Incuriosito dallo straordinario ruolo che gli viene attribuito (eminenza grigia di Vivendi e del suo presidente Arnaud De Puyfontaine), ho seguito la puntata di Report di Giorgio Mottola su Andrea Pezzi (Rai3). Lo stile della trasmissione di Sigfrido Ranucci è sempre il solito: molta carne al fuoco, molte interviste con personaggi oscurati, molti inseguimenti per strada, molti punti di domanda.
La giovane promessa di Mtv aveva tentato la carriera tv anche in Rai, quando in Viale Mazzini ricopriva ruoli importanti Deborah Bergamini (ex consulente per la comunicazione di Berlusconi). Nel 2005 Pezzi conduce Tornasole, un programma culturale molto velleitario. L'anno successivo ospita Antonio Meneghetti, il guru dell'ontopsicologia, un guazzabuglio fideistico di rara amenità: «Individua e descrive i comportamenti del monitor di deflessione e isola l'identità e le caratteristiche dell'unità di azione che specifica l'uomo conforme al progetto di natura: l'In Sé ontico».
Pezzi è un seguace di Meneghetti, sostiene persino di seguire i suoi corsi a San Pietroburgo (in che lingua si tenevano, in russo?). Allora scrissi che era stata trasmessa «una delle più strampalate, balzane, sconclusionate interviste che la Rai abbia mai mandato in onda».
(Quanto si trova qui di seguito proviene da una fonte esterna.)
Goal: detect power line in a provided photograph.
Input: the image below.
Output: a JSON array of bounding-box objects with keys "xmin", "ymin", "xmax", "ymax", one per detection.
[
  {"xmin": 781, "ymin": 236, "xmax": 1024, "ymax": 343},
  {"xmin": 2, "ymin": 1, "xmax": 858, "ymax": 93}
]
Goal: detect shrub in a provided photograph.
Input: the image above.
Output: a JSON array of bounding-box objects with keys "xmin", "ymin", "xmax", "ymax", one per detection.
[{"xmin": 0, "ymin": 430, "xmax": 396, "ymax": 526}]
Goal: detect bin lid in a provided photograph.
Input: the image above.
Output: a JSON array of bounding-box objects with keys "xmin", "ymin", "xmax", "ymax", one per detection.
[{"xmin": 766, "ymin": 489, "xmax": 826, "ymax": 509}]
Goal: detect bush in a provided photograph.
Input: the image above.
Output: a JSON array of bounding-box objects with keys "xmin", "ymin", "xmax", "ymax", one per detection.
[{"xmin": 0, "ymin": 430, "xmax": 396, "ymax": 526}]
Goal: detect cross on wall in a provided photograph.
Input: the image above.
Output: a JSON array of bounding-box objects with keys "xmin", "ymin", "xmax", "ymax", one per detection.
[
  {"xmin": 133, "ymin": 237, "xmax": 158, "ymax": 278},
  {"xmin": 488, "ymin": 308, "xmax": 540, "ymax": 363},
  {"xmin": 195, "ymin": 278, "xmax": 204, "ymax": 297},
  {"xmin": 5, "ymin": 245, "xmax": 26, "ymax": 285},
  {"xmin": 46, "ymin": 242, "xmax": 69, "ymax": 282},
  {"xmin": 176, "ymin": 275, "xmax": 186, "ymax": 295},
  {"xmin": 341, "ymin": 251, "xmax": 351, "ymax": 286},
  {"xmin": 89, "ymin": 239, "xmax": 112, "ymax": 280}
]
Poi Pezzi si palesa come grande esperto di comunicazione con il progetto «OVO», una sorta di enciclopedia illustrata che già sul nascere appariva vecchia, nemmeno fondata sull'ipertesto (pare che per Mediaset sia stato un bagno di sangue economico). Da seguace dell'ontopsicologia a consigliere, mediatore, incantatore di serpenti finanziari, imprenditore del digital advertising: un grande balzo non c'è che dire.
Ovviamente ogni sua iniziativa è ammantata di neoumanesimo, qualunque cosa voglia dire. Sostiene che il suo compito, strapagato, è di fare «il traduttore culturale tra l'approccio cartesiano dei francesi e quello troppo machiavellico degli italiani». Mah!